I had a few issues with mine. The first was due to low fluid, which happened when they pulled the engine to fix the "balance shaft" (actually, just an idler sprocket on the V8). Apparently, they neglected to check the fluid level even after disconnecting the transmission cooling lines and losing over a quart. It would "slip" when changing gears. It was really bad between 1st and 2nd where it would over-rev and then slam into 2nd. Other shifts were harsh, too.

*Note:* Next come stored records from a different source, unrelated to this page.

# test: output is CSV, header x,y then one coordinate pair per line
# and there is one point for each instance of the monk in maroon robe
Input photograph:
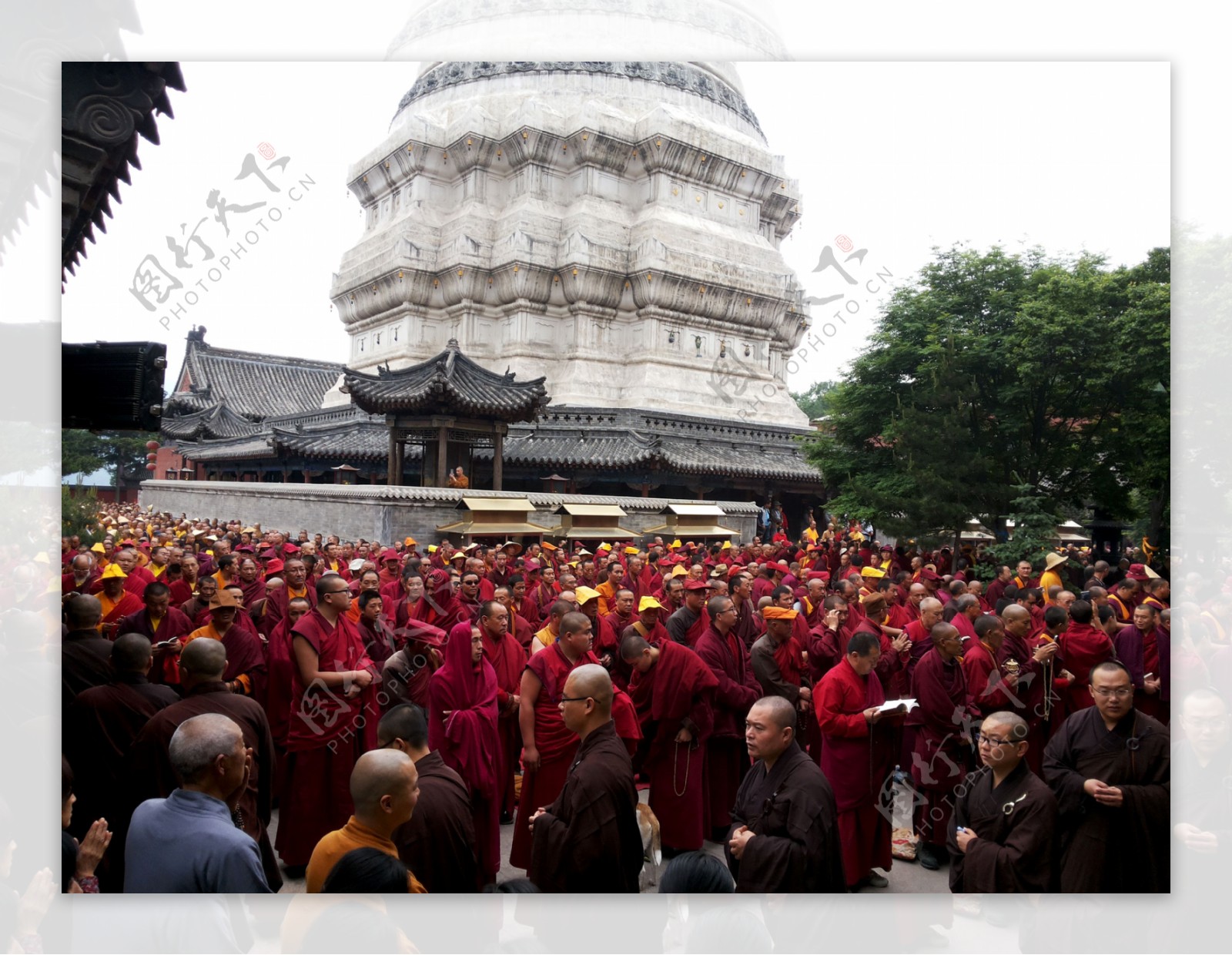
x,y
1083,647
675,692
296,585
160,624
687,625
100,726
281,675
184,585
508,661
379,638
201,677
991,690
462,719
439,607
333,722
856,755
727,757
547,745
1026,665
896,652
942,745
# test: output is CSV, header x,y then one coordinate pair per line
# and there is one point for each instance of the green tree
x,y
815,402
79,514
993,371
120,453
1034,529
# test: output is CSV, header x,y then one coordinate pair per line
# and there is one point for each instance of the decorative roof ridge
x,y
200,348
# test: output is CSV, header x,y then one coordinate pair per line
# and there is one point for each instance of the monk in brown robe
x,y
1109,768
437,842
940,739
201,679
588,838
856,756
548,746
1004,819
727,758
673,690
99,729
1141,647
785,836
85,655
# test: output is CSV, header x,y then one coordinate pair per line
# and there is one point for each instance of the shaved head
x,y
131,653
778,710
1014,724
379,773
591,681
1016,613
205,658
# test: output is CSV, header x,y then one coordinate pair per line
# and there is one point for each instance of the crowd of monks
x,y
773,699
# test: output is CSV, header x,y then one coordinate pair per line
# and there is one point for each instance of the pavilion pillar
x,y
443,447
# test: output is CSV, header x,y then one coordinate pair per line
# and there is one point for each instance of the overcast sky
x,y
899,157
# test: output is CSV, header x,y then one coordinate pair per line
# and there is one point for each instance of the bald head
x,y
377,774
1016,726
593,681
131,653
200,741
1016,614
203,658
776,710
83,612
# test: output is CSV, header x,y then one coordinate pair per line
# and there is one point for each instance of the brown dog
x,y
652,848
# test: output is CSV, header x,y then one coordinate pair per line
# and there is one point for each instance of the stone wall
x,y
387,514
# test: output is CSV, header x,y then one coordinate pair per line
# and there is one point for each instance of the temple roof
x,y
216,421
106,106
447,384
252,385
231,406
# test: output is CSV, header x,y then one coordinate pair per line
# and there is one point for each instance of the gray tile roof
x,y
450,381
213,422
365,441
249,384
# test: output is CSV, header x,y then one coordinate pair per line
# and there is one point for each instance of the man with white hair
x,y
189,842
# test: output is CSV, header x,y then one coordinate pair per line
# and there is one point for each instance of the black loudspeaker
x,y
116,386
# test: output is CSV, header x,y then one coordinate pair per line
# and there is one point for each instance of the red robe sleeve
x,y
832,704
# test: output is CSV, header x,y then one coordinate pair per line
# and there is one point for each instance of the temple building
x,y
568,280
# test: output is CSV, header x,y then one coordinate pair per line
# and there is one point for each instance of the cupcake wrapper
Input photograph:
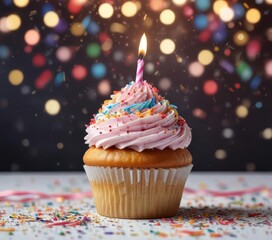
x,y
137,193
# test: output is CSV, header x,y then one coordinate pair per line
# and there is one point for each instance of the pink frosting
x,y
138,117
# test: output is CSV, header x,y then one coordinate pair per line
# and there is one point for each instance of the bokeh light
x,y
179,2
64,54
51,19
205,57
228,133
218,5
226,14
105,10
13,22
201,21
167,46
93,50
210,87
32,37
79,72
267,133
196,69
241,111
16,77
21,3
167,17
104,87
52,107
129,9
241,38
77,29
199,113
253,15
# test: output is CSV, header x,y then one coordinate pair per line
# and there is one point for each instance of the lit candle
x,y
140,62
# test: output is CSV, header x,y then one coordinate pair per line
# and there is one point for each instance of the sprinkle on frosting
x,y
138,117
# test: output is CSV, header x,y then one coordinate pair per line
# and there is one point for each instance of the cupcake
x,y
137,162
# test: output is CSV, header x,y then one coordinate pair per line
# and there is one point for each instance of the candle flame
x,y
143,46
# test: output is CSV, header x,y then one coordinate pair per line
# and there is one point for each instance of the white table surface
x,y
201,216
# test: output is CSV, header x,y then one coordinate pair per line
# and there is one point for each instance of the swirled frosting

I took it in and they corrected the fluid level and also updated the TCU code and all was well, at least for that problem. In fact, the new code had it shifting very nicely in all conditions, and overcame the harsh downshift to 1st by delaying that until the car came to a full stop.

It was several years later that I started having the typical speed sensor issues. At first, I'd just get a limp mode every month or so. Eventually it was in limp mode several times a week, and then finally it got to where I could not get the transmission into gear until the fluid was well warmed. This happened in the winter, so I'd have to sit and idle for 15 minutes or so on a cold start. The dealer simply replaced the conductor plate (only), SCN coded it, and all good. Well, that is until the cracked flywheel started falling apart. That was caused by improper mating of engine and transmission during the "balance shaft" repair. It seems that sometimes dealers do more harm than good.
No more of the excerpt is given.